At $16.50, the public debut would be just under $500 million (€318 million). Proceeds of the float will go entirely to the company’s investors, according to SEC documents filed by the New Hampshire-based developer of solar cell manufacturing equipment. GFI and Oaktree will collectively retain a 78 percent private ownership stake in the company.
GT Solar said it did not expect to pay dividends on the newly issued common stock “for the foreseeable future”. The company will trade on the NASDAQ stock exchange.
GT Solar’s public debut comes at a time when venture-backed public offerings are at all-time lows.
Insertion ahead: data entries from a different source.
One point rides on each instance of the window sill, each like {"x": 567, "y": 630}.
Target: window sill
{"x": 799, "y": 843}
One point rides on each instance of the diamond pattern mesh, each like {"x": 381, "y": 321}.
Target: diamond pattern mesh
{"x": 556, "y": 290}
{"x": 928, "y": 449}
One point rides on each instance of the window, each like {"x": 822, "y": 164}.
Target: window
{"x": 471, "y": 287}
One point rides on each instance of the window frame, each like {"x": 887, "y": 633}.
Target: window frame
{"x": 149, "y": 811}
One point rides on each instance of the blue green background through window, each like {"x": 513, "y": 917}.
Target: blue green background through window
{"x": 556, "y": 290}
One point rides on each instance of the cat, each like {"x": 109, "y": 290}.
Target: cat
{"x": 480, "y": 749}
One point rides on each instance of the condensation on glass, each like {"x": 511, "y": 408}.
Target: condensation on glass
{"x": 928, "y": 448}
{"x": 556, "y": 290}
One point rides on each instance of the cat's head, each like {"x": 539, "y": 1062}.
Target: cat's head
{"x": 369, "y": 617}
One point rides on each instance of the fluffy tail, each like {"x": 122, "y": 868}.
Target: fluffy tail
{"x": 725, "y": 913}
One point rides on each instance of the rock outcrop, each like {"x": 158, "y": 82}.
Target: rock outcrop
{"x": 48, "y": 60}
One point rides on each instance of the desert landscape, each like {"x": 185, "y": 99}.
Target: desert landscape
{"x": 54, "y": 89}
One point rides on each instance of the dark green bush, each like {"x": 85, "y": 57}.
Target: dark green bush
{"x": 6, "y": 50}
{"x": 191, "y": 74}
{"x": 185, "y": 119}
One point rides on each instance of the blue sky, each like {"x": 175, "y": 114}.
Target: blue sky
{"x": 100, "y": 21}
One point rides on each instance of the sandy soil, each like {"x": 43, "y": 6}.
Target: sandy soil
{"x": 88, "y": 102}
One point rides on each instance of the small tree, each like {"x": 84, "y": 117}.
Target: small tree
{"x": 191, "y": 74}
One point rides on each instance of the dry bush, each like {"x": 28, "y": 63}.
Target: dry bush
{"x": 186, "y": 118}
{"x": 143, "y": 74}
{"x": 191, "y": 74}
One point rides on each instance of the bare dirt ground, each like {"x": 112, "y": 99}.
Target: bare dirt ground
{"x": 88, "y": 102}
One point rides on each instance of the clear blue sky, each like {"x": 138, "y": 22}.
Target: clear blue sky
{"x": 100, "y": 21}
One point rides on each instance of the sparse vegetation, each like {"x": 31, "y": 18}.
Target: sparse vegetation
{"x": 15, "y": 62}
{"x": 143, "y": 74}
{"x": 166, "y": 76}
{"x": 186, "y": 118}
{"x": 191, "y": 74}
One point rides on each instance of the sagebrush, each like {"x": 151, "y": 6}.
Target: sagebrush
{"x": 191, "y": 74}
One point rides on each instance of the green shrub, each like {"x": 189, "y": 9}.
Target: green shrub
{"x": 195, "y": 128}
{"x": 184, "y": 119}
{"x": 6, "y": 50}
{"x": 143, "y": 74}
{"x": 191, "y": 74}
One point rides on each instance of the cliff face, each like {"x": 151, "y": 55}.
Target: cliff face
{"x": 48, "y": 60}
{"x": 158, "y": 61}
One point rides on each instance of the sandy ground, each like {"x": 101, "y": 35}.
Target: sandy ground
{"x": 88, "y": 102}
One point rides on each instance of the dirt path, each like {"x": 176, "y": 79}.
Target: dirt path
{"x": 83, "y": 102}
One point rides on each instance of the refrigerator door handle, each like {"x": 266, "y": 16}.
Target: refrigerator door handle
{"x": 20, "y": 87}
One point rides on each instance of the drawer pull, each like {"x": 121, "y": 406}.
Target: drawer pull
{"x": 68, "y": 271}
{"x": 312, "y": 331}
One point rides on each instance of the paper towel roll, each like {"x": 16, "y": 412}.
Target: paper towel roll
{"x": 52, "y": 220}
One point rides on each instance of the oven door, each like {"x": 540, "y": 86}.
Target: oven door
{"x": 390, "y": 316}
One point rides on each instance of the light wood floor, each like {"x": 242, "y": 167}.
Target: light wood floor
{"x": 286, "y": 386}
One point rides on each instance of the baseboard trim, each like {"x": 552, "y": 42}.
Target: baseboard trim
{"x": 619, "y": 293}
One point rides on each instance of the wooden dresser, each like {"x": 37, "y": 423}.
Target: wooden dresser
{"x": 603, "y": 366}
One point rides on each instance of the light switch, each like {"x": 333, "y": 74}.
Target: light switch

According to a study released by the National Venture Capital Association earlier this month, no single venture firm brought a portfolio company public during the second quarter of 2008, the first time that has happened in 30 years.
“There’s certainly a lot of negativity in the markets in general,” CMEA Ventures managing director James Watson recently told PEO. “I think the appetite for the buyers of IPO shares right now, as well as every other share in the market, is just not there.”
GFI and Oaktree have guided several energy-related companies to successful public offerings, including the 2004 Toronto Stock Exchange listing of Xantrex Technology, an electronics supplier for fuel cells, solar panels and other emerging energy technologies.
The firms purchased GT Solar from early-stage backer RBC Venture Partners for an undisclosed amount in 2006, filing for a public debut in April 2007. GFI and Oaktree have waited over a year to price the float.
Founded in 1994 by former engineers at Ferrofluidics, GT Solar makes silicon-based solar cell manufacturing equipment, and is a primary supplier of reactors for silicon production. Roughly 85 percent of the company’s production is exported to foreign countries.